The recent poll, issued by British Medical Jobs, indicates that 85% of healthcare medical practitioners don’t believe that unbranded packaging on cigarettes will deter smokers, especially the teenagers the campaign is targeting. The government-planned initiative would put the UK as the leading country in Europe to take this approach.
For this poll British Medical Jobs asked “Will unbranded cigarette packaging deter smokers?”
Yes – 85%
No – 15%
The proposals, announced on 9th March - National No Smoking Day have yet to be confirmed. Under the new guidelines packets would lose their logos, graphics and brand colours, leaving only the health warnings as the most significant marking. The move would make England the first country in Europe to have plain packaging (Canada, Ireland, Iceland and Finland have introduced similar bans.). Ministers hope it would make cigarettes less alluring to the estimated 200,000 teenagers who take up smoking each year.
The poll created a lot of discussion on the forums it was sent to. One respondent strongly argued, “Let's see: put the fags in plain packets, and hide them under the counter in shops, so kids can't see them.

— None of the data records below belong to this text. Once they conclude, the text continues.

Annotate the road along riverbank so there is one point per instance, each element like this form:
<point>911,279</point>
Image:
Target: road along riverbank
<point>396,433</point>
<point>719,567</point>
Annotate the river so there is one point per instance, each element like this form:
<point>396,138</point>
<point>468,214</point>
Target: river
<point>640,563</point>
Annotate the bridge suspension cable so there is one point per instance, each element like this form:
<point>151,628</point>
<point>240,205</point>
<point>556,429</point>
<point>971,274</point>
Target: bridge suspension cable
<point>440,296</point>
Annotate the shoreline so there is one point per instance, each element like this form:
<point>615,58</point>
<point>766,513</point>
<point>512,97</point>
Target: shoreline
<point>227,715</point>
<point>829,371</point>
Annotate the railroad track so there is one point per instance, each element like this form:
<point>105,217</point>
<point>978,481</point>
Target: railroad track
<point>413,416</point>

I can just see your average teenager thinking ‘well, I fancied a smoke, but now it's all gone a bit clandestine, so I'd better not bother’, can't you?”
The general consensus of the polls was an overriding agreement that this legislation won’t achieve its original goal.
“It [unbranded packaging] is highly unlikely [to deter smokers], increasing the price continually hasn't had an effect, nor has a ban on advertising, nor has the slight change to packaging towards making it more dull,” said Oliver Moore, New Business Consultant, British Medical Jobs. “If the Government truly wanted to stop people smoking they would need to make it beyond reasonable cost for most people and lets not forgot the tobacco industry is a massive cash-cow for tax revenue for the government.”